Let’s say that we wish to test the correlation between the variables hp and drat in the mtcars data:

mtcars |> plot(hp ~ drat, data = _)

We subset the data (below I use the base R function subset for this; see my post on base R replacements of tidyverse functions for more on this) and then use boot to draw 999 bootstrap samples:

library(boot)
boot_res <- mtcars |> 
              subset(select = c(hp, drat)) |> 
              boot(statistic = cor_boot,
                   R = 999)

If we like, we can plot the bootstrap distribution:

plot(boot_res)

And compute confidence intervals:

boot.ci(boot_res)
Warning in boot.ci(boot_res): bootstrap variances needed for studentized
intervals
BOOTSTRAP CONFIDENCE INTERVAL CALCULATIONS
Based on 999 bootstrap replicates

CALL : 
boot.ci(boot.out = boot_res)

Intervals : 
Level      Normal              Basic         
95%   (-0.7289, -0.1479 )   (-0.7599, -0.1645 )  

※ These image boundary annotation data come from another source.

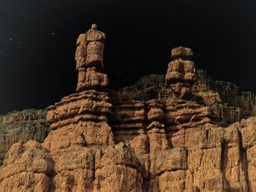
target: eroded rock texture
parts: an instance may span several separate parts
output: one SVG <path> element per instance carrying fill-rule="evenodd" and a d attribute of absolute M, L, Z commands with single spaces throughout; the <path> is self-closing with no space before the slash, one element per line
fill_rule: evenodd
<path fill-rule="evenodd" d="M 256 118 L 218 125 L 221 96 L 199 83 L 192 50 L 174 48 L 166 75 L 137 84 L 153 82 L 146 99 L 124 99 L 129 88 L 120 99 L 102 77 L 105 38 L 96 25 L 79 37 L 77 93 L 48 108 L 42 144 L 12 145 L 0 191 L 256 191 Z"/>
<path fill-rule="evenodd" d="M 14 143 L 44 141 L 50 131 L 46 113 L 45 110 L 26 110 L 0 116 L 0 165 Z"/>

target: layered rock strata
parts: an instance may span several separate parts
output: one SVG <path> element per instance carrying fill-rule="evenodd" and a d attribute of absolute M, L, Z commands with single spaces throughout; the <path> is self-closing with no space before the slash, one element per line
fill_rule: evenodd
<path fill-rule="evenodd" d="M 45 140 L 50 131 L 46 113 L 45 110 L 26 110 L 0 116 L 0 165 L 14 143 Z"/>
<path fill-rule="evenodd" d="M 157 99 L 121 101 L 100 75 L 81 75 L 102 74 L 101 56 L 86 64 L 88 42 L 105 42 L 96 29 L 78 38 L 76 52 L 80 78 L 89 80 L 48 108 L 42 144 L 12 145 L 0 191 L 256 191 L 256 118 L 217 126 L 212 108 L 195 99 L 192 51 L 172 50 Z"/>
<path fill-rule="evenodd" d="M 235 84 L 214 81 L 202 69 L 196 70 L 192 85 L 192 100 L 209 106 L 215 119 L 222 126 L 256 115 L 256 95 L 241 91 Z M 150 74 L 142 77 L 135 85 L 119 90 L 122 101 L 148 101 L 168 98 L 164 74 Z"/>

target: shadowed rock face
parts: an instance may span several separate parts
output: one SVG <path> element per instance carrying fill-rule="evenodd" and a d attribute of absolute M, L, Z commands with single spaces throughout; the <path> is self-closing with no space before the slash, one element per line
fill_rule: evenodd
<path fill-rule="evenodd" d="M 0 165 L 12 144 L 44 141 L 50 131 L 46 113 L 46 110 L 26 110 L 0 116 Z"/>
<path fill-rule="evenodd" d="M 78 37 L 77 93 L 48 108 L 42 143 L 12 146 L 0 191 L 256 191 L 256 118 L 218 125 L 226 120 L 214 106 L 227 101 L 196 71 L 192 51 L 174 48 L 165 75 L 118 97 L 102 73 L 105 38 L 96 25 Z M 243 111 L 252 98 L 229 104 Z"/>

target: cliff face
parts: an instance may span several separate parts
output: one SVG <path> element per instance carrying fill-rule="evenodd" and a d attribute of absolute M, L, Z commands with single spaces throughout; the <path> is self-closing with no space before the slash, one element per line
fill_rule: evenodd
<path fill-rule="evenodd" d="M 256 115 L 256 95 L 241 91 L 235 84 L 214 81 L 206 71 L 195 72 L 196 81 L 192 86 L 192 100 L 209 106 L 214 113 L 214 120 L 222 126 Z M 121 88 L 118 94 L 122 101 L 147 101 L 165 96 L 167 88 L 165 74 L 149 74 L 139 80 L 135 85 Z"/>
<path fill-rule="evenodd" d="M 256 191 L 256 118 L 219 126 L 228 123 L 219 109 L 253 115 L 255 96 L 238 92 L 228 103 L 228 86 L 224 100 L 179 47 L 165 75 L 119 98 L 103 73 L 105 39 L 95 25 L 78 37 L 77 93 L 48 108 L 42 144 L 12 146 L 0 191 Z"/>
<path fill-rule="evenodd" d="M 0 165 L 11 146 L 20 141 L 43 142 L 49 133 L 47 111 L 26 110 L 0 116 Z"/>

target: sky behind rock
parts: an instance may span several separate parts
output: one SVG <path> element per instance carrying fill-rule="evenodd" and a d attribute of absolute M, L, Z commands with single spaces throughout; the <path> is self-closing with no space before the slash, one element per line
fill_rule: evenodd
<path fill-rule="evenodd" d="M 76 39 L 93 23 L 107 36 L 115 90 L 165 73 L 171 49 L 182 45 L 214 80 L 256 92 L 255 9 L 247 0 L 0 0 L 0 112 L 45 107 L 74 93 Z"/>

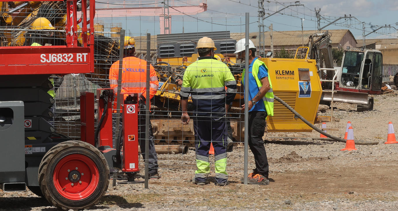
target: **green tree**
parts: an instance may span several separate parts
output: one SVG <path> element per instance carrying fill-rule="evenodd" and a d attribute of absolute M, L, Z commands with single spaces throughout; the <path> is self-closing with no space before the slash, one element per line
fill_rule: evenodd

Level     Percentile            BCa          
95%   (-0.7330, -0.1376 )   (-0.6819, -0.0458 )  
Calculations and Intervals on Original Scale
Some BCa intervals may be unstable

To compute the p-value corresponding to the different intervals, we can now use boot.pval:

# Compute the bootstrap p-value based on the percentile interval:
library(boot.pval)
boot.pval(boot_res, type = "perc")
[1] 0.008008008

For studentized intervals, we also need to estimate the variance of the statistic, e.g. using an inner bootstrap. We create a new function for this, run a new resampling, and compute the studentized p-value:

cor_boot_student <- function(data, row_numbers, method = "pearson")
{ 
    sample <- data[row_numbers,]
    
    correlation <- cor(sample[[1]], sample[[2]], method = method)
    
    inner_boot <- boot(sample, cor_boot, 100)
    variance <- var(inner_boot$t)

    return(c(correlation, variance))
}

# Run the resampling:
boot_res <- mtcars |> 
              subset(select = c(hp, drat)) |> 
              boot(cor_boot_student, 999)

# Compute the bootstrap p-value based on the studentized interval:
boot.pval(boot_res, type = "stud")
[1] 0.06306306

That’s all there is to it! Using boot.pval is completely analogous to how we use boot.ci from boot, and hopefully makes it easier to perform bootstrap tests in R.